In order to use Data Transforms like this on my own training set, I first need to calculate the mean and standard deviation of my images in the training set which is [87.92133030884222, 89.66749718221185, 81.1012737560522] and [53.17980884, 51.26849681, 51.69558279].

Now I am wondering after applying random sized crop and random horizontal flip which essentially is generating more training examples in the data loader object so surely now my standard deviation and mean of the images will change a little bit.

What is the workaround of this or rather people tend to normalise images first upfront to the [0,1] for all three channels and apply a vanilla mean and variance like [0.5,0.5,0.5] and [0.5,0.5,0.5]?

It really doesn’t matter. There is nothing magic about normalizing your
data to get exactly some mean and standard deviation – you just want
to get the general scale of your data to be sensible.
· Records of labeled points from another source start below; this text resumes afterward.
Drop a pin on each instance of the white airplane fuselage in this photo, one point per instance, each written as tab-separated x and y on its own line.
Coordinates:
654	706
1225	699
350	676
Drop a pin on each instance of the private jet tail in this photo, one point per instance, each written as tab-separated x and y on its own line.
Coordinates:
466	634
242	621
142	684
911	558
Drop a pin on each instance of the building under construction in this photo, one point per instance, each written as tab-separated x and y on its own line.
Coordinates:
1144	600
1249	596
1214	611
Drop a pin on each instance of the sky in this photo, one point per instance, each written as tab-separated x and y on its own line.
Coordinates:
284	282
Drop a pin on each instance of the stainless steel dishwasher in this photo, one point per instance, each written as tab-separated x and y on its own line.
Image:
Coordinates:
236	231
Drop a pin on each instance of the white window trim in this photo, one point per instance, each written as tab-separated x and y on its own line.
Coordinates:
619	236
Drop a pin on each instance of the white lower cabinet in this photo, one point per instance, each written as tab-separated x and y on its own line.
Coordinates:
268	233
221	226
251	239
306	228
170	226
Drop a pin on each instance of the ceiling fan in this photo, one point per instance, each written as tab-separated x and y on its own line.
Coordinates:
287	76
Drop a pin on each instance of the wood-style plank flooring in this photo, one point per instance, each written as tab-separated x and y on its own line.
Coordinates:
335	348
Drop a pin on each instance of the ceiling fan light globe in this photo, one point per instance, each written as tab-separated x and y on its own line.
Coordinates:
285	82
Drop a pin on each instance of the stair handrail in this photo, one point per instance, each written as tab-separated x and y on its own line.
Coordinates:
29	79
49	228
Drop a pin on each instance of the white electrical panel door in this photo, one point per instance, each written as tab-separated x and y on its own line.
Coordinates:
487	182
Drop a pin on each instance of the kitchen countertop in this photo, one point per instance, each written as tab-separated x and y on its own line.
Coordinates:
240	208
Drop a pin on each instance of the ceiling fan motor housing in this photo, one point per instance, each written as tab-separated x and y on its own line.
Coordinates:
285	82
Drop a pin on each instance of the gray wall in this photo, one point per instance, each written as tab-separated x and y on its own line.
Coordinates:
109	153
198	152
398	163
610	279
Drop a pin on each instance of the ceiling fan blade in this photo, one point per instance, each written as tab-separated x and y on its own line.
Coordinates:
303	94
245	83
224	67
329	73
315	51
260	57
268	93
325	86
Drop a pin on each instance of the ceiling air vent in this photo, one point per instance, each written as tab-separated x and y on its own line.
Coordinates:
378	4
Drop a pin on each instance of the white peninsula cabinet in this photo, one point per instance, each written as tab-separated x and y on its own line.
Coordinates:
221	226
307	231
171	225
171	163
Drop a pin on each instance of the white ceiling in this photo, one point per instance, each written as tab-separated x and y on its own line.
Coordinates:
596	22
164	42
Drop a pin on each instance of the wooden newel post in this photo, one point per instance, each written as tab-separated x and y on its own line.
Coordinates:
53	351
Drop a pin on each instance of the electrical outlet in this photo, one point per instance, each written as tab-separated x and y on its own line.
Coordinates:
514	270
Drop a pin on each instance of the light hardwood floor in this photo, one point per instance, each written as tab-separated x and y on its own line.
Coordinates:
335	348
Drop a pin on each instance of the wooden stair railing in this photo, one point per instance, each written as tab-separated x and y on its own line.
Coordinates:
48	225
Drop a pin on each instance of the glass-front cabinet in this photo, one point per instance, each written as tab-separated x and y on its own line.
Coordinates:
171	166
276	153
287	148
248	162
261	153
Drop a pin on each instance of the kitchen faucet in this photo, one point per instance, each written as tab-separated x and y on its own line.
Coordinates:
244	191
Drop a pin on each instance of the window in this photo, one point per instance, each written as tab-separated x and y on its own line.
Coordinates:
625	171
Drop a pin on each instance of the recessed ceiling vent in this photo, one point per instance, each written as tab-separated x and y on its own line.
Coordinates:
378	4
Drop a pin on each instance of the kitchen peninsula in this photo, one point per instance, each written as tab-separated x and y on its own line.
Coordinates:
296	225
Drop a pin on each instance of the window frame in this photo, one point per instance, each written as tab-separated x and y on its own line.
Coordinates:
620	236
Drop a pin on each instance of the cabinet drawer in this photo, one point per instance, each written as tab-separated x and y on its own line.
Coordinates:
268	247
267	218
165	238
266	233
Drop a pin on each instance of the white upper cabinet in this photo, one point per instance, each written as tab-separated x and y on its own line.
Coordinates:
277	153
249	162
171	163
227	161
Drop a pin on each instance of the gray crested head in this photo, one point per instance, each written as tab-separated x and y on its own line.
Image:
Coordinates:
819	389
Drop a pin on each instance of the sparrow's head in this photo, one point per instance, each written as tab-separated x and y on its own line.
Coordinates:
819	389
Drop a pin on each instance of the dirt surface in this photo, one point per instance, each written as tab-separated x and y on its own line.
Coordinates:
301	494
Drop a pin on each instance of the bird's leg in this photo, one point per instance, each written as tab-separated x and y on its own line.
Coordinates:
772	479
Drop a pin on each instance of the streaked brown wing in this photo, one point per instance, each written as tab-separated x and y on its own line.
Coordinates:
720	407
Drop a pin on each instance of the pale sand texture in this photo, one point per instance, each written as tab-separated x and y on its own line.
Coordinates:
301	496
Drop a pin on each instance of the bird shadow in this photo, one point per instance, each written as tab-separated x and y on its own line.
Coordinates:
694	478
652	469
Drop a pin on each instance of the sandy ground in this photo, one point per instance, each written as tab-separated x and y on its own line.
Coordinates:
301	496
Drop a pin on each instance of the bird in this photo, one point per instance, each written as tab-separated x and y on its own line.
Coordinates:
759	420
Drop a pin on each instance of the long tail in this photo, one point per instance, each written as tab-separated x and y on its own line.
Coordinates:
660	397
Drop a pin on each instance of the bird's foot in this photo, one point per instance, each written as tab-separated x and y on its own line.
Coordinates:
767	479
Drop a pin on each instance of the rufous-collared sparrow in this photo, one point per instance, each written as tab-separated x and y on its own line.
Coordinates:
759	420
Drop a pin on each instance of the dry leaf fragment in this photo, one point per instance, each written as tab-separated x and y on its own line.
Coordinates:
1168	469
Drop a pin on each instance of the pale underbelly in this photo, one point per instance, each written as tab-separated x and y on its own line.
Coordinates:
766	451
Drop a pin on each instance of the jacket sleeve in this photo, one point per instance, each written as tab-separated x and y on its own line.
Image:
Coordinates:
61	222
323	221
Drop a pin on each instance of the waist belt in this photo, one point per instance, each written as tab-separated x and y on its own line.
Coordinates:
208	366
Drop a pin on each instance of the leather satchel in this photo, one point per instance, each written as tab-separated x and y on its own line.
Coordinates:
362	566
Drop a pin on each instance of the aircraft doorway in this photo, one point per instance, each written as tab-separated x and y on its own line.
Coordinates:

Unless there is something perniciously weird about your data, the
augmentation you are using will have very little effect on the statistics
of your data set. You’ll be fine calculating the mean and standard
deviation of your original training set and using those values to
normalize your augmented set.

If your training set is packaged as a giant tensor, train, (of shape (nSample, width, height, nChannel)), then you can use torch.mean() and torch.std() with the dim argument: torch.mean (train, dim = (0, 1, 2). This will return a tensor
of shape (nChannel, ) containing the means for each of the channels.